Take life minute by minute and keep telling yourself that you wont always feel this way. Let yourself hurt, it is ok. You will feel better everyday, even if it is just a tiny bit. Try and watch some really really sad movies or documentaries about people who are dying from incurable disease or are stuck in poverty and drinking out of the ganges river. It will help give you some perspective. I know right now you are feeling like she was your whole life, but she wasnt. she was just a large aspect. you need to slowly start filling ur time with other things. it is ok to grieve, give yourself some time. good luck to you.

2006-09-06 15:02:51 · answer #8 · answered by Anonymous · 0 0

u need to find someone to talk to seriously. A lot of times when one person is addicted to something legal or illegal their partner feels a sense of responsiblity and is there for them.
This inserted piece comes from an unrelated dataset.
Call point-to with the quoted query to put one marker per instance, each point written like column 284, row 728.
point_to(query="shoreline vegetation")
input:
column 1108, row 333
Maybe is even a part of what type of lifestyle that ends up being. But then one day when they break the habbit, they no longer need that shoulder to try to help them through another day. They become independant and stronger...and many relationships suffer. It may just be that she needed to "get clean" and she was not in need of that "krutch" that u had become for her. Maybe u were so used to caring for someone with a problem that now u dont know what to do now that the problem got fixed.

2006-09-06 15:27:43 · answer #9 · answered by Eastcoast beachgirl 3 · 0 1

Ok, let's face some facts buddy. No one leaves a perfect marriage 'all of the sudden'. Your denial is part of your problem. Face facts, there WERE ISSUES in your marriage or she would still be there. Sure your sad, that's life, but you can't even begin to hope to fix things with her so long as you are stuck so far in denial that you can't see your part in this much less any problems you two had at all.